Случайно и непринужденно мне, бедняжечке никто из своих по духу не попадается. И потому чувствую себя совершенно заброшенной и слова всяких Лиличек остро переживаю, потому как и впрямь ощущаю утерю Города…
Нет-нет, не обижайтесь, вы — свои. Но вы — не в счет. Ведь вы же не на самом деле…
Наверное, я совсем уже вас запутала своим сбивчивым изложении. Прежде всего, чувствую, вас волнует собственное происхождение. Небось, недоумеваете: «Кто же такие эти мы, к которым она все время обращается?» Сорри, что так до сих пор вам вас и не представила. И даже самой себе не сформулировала ваше происхождение. Нет, и правда, кому я все это рассказываю? Потенциальным зрителям? Высшим силам? Похоже, и тем и другим в одних лицах. Вот она — беда всякого несамодостаточного одинокого человека. Я не могу для себя, мне нужно — для ценителей. Причем ценители эти должны быть мудрыми, тонкими и всегда заинтересованными. То есть такими, каких в реальности не бывает. Вот и выходит ваш портрет. Высшие силы, которые с интересом следят за моей пустоголовой судьбой, мчащейся напролом там, где можно спокойно обойти. Может, собственно, вас и не существует. Но мне так важно с кем-то делиться происходящим, что я все равно буду с вами всегда разговаривать… Не бойтесь, я не буйная…

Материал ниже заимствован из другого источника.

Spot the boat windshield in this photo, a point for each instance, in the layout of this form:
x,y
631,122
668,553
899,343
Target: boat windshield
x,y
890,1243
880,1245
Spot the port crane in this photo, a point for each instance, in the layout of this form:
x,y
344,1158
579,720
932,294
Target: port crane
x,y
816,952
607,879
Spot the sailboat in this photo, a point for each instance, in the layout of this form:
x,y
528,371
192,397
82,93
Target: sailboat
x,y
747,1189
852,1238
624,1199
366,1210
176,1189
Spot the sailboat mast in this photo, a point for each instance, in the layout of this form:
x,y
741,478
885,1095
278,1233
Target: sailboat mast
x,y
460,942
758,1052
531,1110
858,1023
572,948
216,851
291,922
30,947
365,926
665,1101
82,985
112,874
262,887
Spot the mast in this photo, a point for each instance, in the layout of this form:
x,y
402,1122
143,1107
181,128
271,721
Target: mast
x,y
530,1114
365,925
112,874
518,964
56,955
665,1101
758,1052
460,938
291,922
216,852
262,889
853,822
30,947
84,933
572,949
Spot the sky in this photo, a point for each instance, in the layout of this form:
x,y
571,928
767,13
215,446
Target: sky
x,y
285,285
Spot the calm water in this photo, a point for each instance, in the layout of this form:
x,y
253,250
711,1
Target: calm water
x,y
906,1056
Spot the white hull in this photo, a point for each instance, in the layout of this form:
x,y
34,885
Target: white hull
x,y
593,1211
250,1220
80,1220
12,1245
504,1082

И даже иногда объективная. Вот поговорила с вами, немного успокоилась, и теперь вижу — зря на свою Москву наговариваю. Лилички и Геннадии — не показатель. Стоит обратить внимание, например, на то, какие люди мне в театре попались! Пусть не единомышленники, пусть из другого теста леплены, но яркие, настоящие! И пусть для «не разлей воды» все мы уже несколько взрословаты, все равно проникаемся друг другом и страшно ценим свалившееся на головы знакомство. Я рада. Очень рада, что довелось мне с людьми из нашей труппы встретиться. По крайней мере, с некоторыми…
* * *— А-а-а! Народ, выручайте! — громадный Джон хватается за голову и сокрушенно качает ее в ладонях. — Завтра к моей мадаме приезжают родичи с Сибири. Куда я их дену?
Мадамой Джон называет свою обожаемую гражданскую жену Линочку — дамочку с характером, причудами и вообще «девочку не как-нибудь, а не так как все». Она в ответ завет его Букой.
— Сколько? — интересуется, сквозь вечную свою насмешку Наташа.
— Восемь человек! — растопыривает глаза и руки Джон, изображая ужас. — Мои домашние и на мадамкино появление, как на явление антихриста реагируют…
— Да не то «сколько», дубина! — возмущается Наташа. — Вот молодежь пошла, ни черта не понимает! Сколько они платить за приют собираются?
Джон растеряно хлопает ресницами и беспомощно оглядывается по сторонам. Такой большой, а такой маленький… Не знает, что на нашу Наташу близко к сердцу воспринимать нельзя…
— Они собираются много, — вмешиваюсь. — Уж я-то сибиряков знаю — поверьте, щедрейший народ. В том-то и дело. Наша задача убедить их приютиться бесплатно! — некоторые высказывания нашей Наташи делают из меня страшного человека. Зверею и начинаю издеваться, что, конечно, очень плохо. — Вы, Наташа, — мастер убеждения. Вот к вам и поселим! Верю, что достоинство не позволит вам сдаться, и в столкновении Сибирской щедрости с московским гостеприимством победит последнее.
Несколько замедленный в реакциях Джон недоумевает. Наташа бледнеет и возмущенно хлопает губами и ресницами. Остальные — прекрасно понимают, что я, мягко говоря, шучу, и вполне одобряют эти мои колкости. Лишь Никифорович — вечный оппозиционер всему общеодобренному — неодобрительно ворчит.